2. Three quarters (73.5%) of all voice actors reach out to market themselves two or less times a day.

And so I set out to do the same thing that the Voice Actors of NYC did - collect actual data. But not through a survey. I wanted to have real conversations with voice actors because I wanted to find out several things…

  1. Is this problem I see, people getting stuck, indeed a real thing, and not just in my head?

  2. Are people having common sticking points? Do they have similar fears and frustrations?

  3. If this problem is real, is it definable?

  4. If the problem is real and definable, is there a definable, actionable solution?

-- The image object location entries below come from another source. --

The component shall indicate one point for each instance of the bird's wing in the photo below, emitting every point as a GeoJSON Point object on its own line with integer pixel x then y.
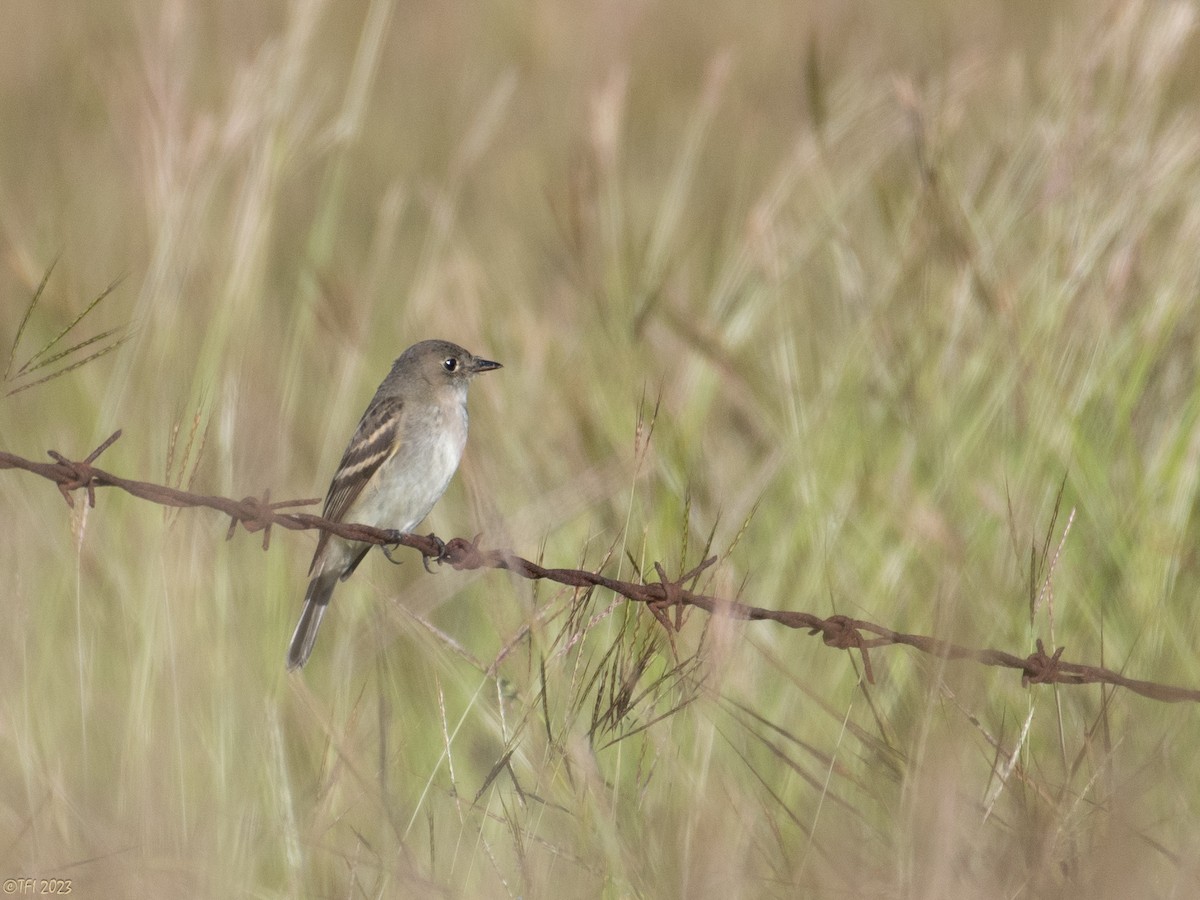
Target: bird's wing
{"type": "Point", "coordinates": [375, 441]}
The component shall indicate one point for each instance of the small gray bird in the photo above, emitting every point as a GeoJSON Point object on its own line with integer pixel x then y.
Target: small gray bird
{"type": "Point", "coordinates": [395, 468]}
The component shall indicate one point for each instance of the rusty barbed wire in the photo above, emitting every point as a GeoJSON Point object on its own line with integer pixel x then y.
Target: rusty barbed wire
{"type": "Point", "coordinates": [259, 514]}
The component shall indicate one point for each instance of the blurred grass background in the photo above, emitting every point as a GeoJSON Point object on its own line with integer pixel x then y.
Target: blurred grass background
{"type": "Point", "coordinates": [893, 271]}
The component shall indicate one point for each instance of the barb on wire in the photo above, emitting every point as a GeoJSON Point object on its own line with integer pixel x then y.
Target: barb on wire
{"type": "Point", "coordinates": [259, 514]}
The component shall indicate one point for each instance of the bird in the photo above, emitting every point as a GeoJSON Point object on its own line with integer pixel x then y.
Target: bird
{"type": "Point", "coordinates": [397, 465]}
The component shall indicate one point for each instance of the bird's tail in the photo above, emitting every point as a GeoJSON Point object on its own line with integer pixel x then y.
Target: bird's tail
{"type": "Point", "coordinates": [316, 601]}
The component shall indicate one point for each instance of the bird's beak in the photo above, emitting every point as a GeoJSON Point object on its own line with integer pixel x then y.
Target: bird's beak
{"type": "Point", "coordinates": [484, 365]}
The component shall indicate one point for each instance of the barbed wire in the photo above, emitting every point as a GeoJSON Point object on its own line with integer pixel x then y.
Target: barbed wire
{"type": "Point", "coordinates": [259, 514]}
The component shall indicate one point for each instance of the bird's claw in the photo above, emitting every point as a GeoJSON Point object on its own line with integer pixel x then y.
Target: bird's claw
{"type": "Point", "coordinates": [442, 553]}
{"type": "Point", "coordinates": [388, 550]}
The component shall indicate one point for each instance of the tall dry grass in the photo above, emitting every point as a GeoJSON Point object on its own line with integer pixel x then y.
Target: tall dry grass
{"type": "Point", "coordinates": [891, 275]}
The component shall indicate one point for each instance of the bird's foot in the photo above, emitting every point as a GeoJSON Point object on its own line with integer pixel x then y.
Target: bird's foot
{"type": "Point", "coordinates": [442, 552]}
{"type": "Point", "coordinates": [388, 549]}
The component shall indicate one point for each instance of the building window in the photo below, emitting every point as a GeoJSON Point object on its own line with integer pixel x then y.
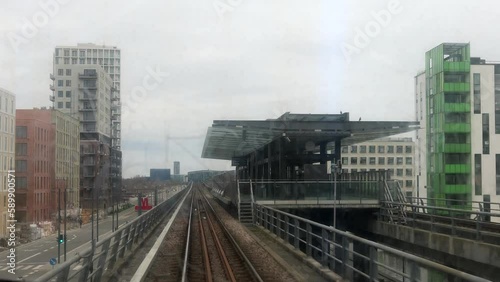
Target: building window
{"type": "Point", "coordinates": [21, 166]}
{"type": "Point", "coordinates": [372, 160]}
{"type": "Point", "coordinates": [21, 149]}
{"type": "Point", "coordinates": [390, 161]}
{"type": "Point", "coordinates": [486, 133]}
{"type": "Point", "coordinates": [477, 93]}
{"type": "Point", "coordinates": [381, 160]}
{"type": "Point", "coordinates": [399, 160]}
{"type": "Point", "coordinates": [354, 160]}
{"type": "Point", "coordinates": [21, 132]}
{"type": "Point", "coordinates": [21, 182]}
{"type": "Point", "coordinates": [478, 190]}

My original goal was to talk to at least 50 people. But as I began to have these chats, I realized some of the folks I was talking to were too new to the business to even have a chance to be stuck yet. So now I’ll be talking to at least 60 folks. And in truth, it might take a tad longer than 60 days start-to-finish.

I’m about halfway through these conversations and I haven’t analyzed the data yet. But I can tell you that the greatest consequence of these chats is that I’m meeting so many amazing people and making new friends along the way.

I’m also struck by the willingness of people to share their struggles, fears, frustrations. I feel like we’re all so siloed in our work-from-home, tiny, padded worlds that it’s been cathartic for people to have an opportunity to vent these feelings to another voice actor. To me, it’s courage and vulnerability at its finest.

We’ve got so many brave, honest people in this business and I’m just blown away by the generosity these voice actors have shown. You don’t necessarily get that through a survey form.

To everyone I’ve had the pleasure of chatting with, and to everyone who tried to volunteer, I can’t thank you enough.